Mit wie vielen Windrädern oder Solarzellen der Ausbau von erneuerbaren Energien erreicht werden soll, ist nicht definiert. Georg Schwarz, ehemaliger stellvertretender Direktor beim Nuklearinspektorat Ensi, kritisiert gegenüber Medien die Energiestrategie des Bundes und geht davon aus, dass dafür 5000 neue Windräder notwendig seien.


CO2-Ausstoss der Schweiz


Es gibt mehrere Treibhausgase, den grössten Teil der Treibhausgasemissionen in der Schweiz und in der EU macht Kohlendioxid (CO2) aus. Mehrere CO2-Emissionsgrössen geben Auskunft über den effektiven CO2-Ausstoss eines Landes: Einerseits wird ermittelt, wie viel CO2 auf dem Territorium eines Staates ausgestossen wird.
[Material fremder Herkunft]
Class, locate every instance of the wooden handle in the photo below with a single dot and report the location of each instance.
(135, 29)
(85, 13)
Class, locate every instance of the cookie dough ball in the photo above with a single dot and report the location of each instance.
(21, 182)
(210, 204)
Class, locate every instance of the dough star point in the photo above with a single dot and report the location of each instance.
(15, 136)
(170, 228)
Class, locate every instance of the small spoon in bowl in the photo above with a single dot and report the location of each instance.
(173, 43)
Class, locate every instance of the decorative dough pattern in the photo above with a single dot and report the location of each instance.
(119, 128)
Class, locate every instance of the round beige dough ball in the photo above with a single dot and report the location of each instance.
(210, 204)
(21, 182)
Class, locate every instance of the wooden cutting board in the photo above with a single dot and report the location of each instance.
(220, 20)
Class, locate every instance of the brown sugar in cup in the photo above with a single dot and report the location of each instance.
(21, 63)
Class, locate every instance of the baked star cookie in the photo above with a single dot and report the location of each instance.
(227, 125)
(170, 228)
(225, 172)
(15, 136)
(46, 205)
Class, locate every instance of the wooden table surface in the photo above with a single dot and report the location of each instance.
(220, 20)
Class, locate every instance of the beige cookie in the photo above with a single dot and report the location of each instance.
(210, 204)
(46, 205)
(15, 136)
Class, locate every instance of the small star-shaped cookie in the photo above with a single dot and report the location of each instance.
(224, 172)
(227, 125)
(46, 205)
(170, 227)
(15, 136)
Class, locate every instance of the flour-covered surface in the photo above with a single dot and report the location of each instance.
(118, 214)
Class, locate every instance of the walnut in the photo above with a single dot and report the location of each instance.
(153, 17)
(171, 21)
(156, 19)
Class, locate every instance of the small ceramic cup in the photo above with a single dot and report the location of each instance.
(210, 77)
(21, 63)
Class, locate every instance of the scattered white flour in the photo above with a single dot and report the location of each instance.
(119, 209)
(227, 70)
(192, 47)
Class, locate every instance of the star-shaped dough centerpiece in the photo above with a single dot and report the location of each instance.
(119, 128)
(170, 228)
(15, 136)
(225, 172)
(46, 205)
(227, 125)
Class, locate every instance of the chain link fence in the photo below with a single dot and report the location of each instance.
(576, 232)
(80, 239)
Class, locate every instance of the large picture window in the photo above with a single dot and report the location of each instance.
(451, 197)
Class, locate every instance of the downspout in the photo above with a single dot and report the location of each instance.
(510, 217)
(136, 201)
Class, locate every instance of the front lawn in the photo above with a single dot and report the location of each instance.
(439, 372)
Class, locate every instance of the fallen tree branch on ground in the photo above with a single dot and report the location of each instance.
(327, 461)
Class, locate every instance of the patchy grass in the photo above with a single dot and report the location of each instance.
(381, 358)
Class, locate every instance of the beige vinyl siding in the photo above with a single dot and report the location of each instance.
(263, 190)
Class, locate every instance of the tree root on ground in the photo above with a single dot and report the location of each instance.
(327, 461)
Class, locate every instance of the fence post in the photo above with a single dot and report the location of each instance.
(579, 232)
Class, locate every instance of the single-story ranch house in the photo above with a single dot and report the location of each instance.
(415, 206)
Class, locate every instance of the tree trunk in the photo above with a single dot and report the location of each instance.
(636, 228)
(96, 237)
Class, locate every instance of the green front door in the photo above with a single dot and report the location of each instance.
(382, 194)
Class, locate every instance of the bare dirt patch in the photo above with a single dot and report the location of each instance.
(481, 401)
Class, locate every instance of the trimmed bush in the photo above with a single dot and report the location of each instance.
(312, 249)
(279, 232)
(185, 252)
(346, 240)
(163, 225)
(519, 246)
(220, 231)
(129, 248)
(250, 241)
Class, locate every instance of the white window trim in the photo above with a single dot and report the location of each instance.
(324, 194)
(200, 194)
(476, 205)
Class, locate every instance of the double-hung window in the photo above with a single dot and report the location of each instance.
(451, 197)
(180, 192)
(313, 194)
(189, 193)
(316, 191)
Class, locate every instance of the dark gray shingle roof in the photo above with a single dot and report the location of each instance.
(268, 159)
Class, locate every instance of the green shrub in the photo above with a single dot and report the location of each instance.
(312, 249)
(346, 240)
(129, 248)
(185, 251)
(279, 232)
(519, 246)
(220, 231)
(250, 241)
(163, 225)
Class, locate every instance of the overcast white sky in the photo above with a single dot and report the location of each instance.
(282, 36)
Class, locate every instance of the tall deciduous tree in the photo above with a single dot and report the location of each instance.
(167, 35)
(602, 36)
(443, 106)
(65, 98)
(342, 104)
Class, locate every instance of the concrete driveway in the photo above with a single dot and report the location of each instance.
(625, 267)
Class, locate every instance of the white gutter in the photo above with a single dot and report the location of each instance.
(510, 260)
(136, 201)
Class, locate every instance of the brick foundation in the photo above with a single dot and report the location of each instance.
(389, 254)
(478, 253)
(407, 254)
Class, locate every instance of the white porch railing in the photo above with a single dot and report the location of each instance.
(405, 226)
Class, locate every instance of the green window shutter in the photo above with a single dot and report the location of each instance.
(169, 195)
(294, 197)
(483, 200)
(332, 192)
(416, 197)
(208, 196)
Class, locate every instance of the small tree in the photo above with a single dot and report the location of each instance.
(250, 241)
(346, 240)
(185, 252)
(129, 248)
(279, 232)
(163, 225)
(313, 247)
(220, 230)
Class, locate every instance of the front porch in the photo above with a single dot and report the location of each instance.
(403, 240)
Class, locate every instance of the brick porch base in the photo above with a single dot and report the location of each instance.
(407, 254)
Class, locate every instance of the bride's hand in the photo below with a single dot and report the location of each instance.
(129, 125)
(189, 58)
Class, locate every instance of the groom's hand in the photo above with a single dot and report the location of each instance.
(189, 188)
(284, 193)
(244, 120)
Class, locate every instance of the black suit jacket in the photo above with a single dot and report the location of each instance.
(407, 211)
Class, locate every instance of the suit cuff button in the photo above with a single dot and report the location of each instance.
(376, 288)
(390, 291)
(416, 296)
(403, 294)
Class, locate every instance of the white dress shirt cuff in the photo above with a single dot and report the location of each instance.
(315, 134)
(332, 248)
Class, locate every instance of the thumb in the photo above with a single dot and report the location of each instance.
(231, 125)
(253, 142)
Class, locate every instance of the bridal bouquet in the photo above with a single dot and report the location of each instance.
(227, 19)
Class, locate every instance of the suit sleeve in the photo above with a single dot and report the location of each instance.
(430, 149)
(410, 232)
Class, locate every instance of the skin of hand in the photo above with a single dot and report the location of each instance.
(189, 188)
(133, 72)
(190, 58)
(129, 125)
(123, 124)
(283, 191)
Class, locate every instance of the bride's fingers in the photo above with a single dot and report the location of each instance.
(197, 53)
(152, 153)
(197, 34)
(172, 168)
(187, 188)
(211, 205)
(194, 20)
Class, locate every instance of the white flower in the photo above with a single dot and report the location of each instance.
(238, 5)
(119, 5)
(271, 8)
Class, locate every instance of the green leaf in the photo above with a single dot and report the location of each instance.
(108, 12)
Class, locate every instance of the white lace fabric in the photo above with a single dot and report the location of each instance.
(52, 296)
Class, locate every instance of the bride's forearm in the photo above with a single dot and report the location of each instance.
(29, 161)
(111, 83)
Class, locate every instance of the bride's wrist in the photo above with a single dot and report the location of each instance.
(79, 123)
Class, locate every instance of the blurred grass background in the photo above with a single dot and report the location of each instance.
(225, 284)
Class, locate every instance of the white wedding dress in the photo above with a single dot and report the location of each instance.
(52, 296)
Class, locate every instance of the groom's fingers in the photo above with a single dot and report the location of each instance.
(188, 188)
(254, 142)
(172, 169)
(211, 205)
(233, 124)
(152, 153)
Dabei handelt es sich um produktionsbasierte CO2-Emissionen. Die Emissionen der importierten Güter werden hierbei nicht berücksichtigt, da diese im Ausland ausgestossen werden. Weiter gibt die Bevölkerungsgrösse darüber Auskunft, wie hoch der CO2-Ausstoss pro Kopf ist.


Nach Daten der EU stiess die Schweiz im Jahr 2021 etwa 35 Megatonnen CO2 aus, was etwa 0,1 Prozent des weltweiten CO2-Ausstosses entspricht. Dabei handelt es sich ausschliesslich um produktionsbasierte CO2-Emissionen.


Die konsumbasierten CO2-Ausstösse der Schweiz sind deutlich höher, im Jahr 2020 betrugen sie rund 107 Megatonnen. Die Schweiz importiert deutlich mehr Güter, bei deren Produktion CO2 freigesetzt wird, als sie exportiert. Weltweit gehört die Schweiz zu den grössten CO2-Importeuren.


Werden diese Grössen in Relation zur Bevölkerung von 8,7 Millionen im Jahr 2021 gesetzt, ergibt sich der CO2-Ausstoss pro Kopf. Bei den im Inland anfallenden CO2-Emissionen verzeichnet die Schweiz einen Pro-Kopf-Ausstoss von etwa 4 Tonnen und steht im internationalen Vergleich auf Platz 68. Handelsbereinigt sind etwa 12 Tonnen CO2 pro Kopf, was die Schweiz auf Platz 15 der grössten CO2-Verursacher einteilt. Auch der Bund schreibt auf seiner Webseite, dass der «Treibhausgas-Fussabdruck der Schweiz deutlich über dem weltweiten Durchschnitt» liege.